“Not here, Lou—c’mon, let’s go,” she said, trying to put a look of cajoling promise on her face.

They walked over to “Dreamland,” the place where they usually danced. It was a moderately large hall, where the admission price was only two dollars for couples, and it catered to a nondescript array of patrons. Those who attended it regularly were in the main young blades with small salaries and gay ambitions, and working-girls who desired to “step out” at night, but you could spy a variety of other people who dropped in occasionally. The place hired twelve professional girl dancers, who sat on a row of green wicker chairs and waited for customers, and there was a booth wherein a lady, who looked like a middle-aged, superannuated burlesque actress, dispensed tickets, each of which entitled the bearer to a dance with one of the hired girls. Three or four professional male dancers in tuxedoes lolled opposite the girls and waited for feminine patrons. They were mostly in demand for the tango and the Charleston—more intricate dances which most of the other men present had not mastered. Prosperous, middle-aged business men frequently dropped in to dance with the girl “hostesses” and a buxom, overripe, overdressed, smirking woman—who supervised this part of the hall’s activities—went through the respectable farce of inquiring each gentleman’s name and introducing him to his “hostess” partner. Many youths, “hard up” for the evening and desiring an excellent and “swell-looking” dancer, and many out-of-town visitors, pining for deviltry during the vacation from their families, were also frequent patrons. In addition, a large number of unattached men drifted about the hall and solicited dances from single girls, who accepted or rejected them according to whether they were well-dressed and talked with the proper confident, wise-cracking inflections. The dance floor covered almost one-half of the hall’s space and was separated by a wooden railing from the remainder of the place.
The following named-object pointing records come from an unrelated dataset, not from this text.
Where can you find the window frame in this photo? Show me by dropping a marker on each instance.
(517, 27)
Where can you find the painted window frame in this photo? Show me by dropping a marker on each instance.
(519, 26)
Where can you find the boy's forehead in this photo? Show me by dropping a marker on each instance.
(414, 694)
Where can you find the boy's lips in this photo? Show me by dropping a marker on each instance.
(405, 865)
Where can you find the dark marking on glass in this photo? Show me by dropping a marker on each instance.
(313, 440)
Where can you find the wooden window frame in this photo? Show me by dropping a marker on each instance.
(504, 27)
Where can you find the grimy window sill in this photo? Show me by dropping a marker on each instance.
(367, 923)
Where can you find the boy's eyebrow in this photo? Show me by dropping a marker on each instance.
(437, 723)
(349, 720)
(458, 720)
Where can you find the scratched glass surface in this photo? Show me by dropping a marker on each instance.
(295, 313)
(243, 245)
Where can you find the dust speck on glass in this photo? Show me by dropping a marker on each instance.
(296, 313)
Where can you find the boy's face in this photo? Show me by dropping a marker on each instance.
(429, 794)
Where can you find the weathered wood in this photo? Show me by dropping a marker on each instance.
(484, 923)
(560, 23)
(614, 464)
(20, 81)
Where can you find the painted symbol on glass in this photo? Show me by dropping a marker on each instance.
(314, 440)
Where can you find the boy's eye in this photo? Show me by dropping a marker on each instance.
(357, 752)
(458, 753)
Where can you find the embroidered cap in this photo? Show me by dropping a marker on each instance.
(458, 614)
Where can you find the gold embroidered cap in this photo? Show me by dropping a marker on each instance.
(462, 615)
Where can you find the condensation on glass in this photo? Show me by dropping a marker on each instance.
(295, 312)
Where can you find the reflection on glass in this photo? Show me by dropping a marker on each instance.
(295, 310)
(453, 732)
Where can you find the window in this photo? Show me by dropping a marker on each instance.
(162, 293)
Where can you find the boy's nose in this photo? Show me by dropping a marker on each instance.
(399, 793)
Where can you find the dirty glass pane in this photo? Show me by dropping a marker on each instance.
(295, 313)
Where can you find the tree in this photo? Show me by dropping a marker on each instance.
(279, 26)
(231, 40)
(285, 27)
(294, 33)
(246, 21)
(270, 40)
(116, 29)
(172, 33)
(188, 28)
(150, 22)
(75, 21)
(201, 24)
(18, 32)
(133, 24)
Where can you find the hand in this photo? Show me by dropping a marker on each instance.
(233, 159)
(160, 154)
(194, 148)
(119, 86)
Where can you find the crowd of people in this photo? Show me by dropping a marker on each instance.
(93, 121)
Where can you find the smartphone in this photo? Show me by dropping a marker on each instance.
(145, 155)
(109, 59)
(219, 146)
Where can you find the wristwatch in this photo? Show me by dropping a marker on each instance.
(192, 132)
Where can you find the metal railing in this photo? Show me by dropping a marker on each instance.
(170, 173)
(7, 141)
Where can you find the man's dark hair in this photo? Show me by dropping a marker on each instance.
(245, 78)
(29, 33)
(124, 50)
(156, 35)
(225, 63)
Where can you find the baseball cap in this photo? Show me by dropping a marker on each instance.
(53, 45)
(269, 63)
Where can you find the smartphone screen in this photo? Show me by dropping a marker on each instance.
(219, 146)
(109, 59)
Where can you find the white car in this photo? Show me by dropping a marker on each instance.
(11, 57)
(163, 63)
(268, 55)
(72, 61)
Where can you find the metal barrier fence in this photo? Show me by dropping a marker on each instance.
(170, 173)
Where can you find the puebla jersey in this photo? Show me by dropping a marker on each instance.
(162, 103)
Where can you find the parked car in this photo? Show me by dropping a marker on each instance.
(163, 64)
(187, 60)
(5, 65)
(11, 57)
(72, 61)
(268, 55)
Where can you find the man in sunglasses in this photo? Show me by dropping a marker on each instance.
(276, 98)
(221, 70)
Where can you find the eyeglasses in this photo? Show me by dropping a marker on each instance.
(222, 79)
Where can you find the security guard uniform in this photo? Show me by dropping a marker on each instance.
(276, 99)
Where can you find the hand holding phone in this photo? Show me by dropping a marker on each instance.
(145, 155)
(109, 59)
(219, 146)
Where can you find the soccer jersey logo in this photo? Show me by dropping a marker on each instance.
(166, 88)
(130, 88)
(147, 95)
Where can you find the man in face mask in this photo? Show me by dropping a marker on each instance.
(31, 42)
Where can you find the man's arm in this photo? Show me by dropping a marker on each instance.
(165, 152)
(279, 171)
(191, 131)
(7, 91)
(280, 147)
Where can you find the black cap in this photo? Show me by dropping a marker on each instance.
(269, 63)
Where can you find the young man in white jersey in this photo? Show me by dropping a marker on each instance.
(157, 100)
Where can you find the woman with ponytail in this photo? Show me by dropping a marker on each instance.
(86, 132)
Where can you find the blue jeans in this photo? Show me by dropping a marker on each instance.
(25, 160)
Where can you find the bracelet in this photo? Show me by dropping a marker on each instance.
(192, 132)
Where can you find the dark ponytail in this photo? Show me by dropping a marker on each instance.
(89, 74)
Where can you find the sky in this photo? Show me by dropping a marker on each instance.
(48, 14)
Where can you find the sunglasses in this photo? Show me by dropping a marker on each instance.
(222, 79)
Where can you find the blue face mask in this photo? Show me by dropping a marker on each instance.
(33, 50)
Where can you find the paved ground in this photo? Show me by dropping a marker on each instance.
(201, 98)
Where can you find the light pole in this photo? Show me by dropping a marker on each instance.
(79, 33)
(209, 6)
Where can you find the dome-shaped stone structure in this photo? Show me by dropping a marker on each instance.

With its bright green wicker armchairs, and floor of dark red plush, and varicolored electric lights hanging in bunches from the ceiling, and badly done paintings of women and cherubs and flowers on the surface of the walls, and canopied, bedecked platform at one side of the dance floor, where eight jazz players performed, the hall gave you the general effect of spurious romance putting on its best front to hide the decay of its heart. The aura of respectability that hung over the place was an amusing and desperate deception. Two guards stood on the dance floor and reprimanded couples when they shimmied, or moved with a too undulating slowness, and other attendants watched the rows of wicker chairs and censored any open “spooning” among the patrons, and yet the hall was quite patently an inception-ground for rendezvous, and assignations, and flirtations, and covert flesh-pressures. The “hostesses” took soft drinks with their steadiest partners, at one end of the hall, with much touching of knees and flitting of hands under the tables, to induce the men to spend more freely—overrouged and lip-sticked girls, with bobbed hair and plump faces where sex had become the most automatic and shallow of signals. They wore short evening gowns, sleeveless and with low necks, and they “innocently” crossed their legs to show an inch or two of bare flesh above their rolled-up, thinnest stockings, and then uncrossed them again when they perceived that some man was staring at the exposure, keeping up these back-and-forth movements as though an innuendo with springs and wheels had replaced all of the sexual spontaneity within them.

Blanche and Rosenberg danced again and again to the jerky, moaning, truculently snickering ache and dementia of the music. To Blanche, dancing was the approved, indirect way in which you could relieve your sex without compromising it, and as she was hugged tightly against Rosenberg, he became desirable to her because the music and steps transformed him and cast a rhythmical glamor upon his body. She had the same feeling with any man with whom she danced, unless he was old or inept, and when she danced with a man who was physically attractive off the dance floor as well, the sensation rose to an all-conquering and haughty semiecstasy. Then she held her head high, and closed her eyes occasionally, and wished that darkness would suddenly descend on the floor.

After their first few dances, Blanche and Rosenberg sat down, breathless, and without a thought in their heads. To Rosenberg, dances were opportunities to embrace a girl without interference or remonstrance, but beyond that the music made him feel that he was capering on the divine top of the world, where such dull and mournful things as jobs, and money worries, and alarm clocks, and family quarrels had been deliciously left behind.

In front of Blanche, a bulky, short man, in a dark suit with the latest wide-bottomed trousers, was trying “to make” a dark, barely smiling girl, slender and dressed in a clinging gray gown, who refused to answer his remarks.

“Gee, I’m as popular around here as the German measles,” he said loudly.

The girl smiled more apparently but failed to answer him.

“Listen, just try me once,” he begged. “Just one dance. I’ll pay the doctor bills if I make you sick. I’m a good sport.”

The girl smiled more widely but still remained silent.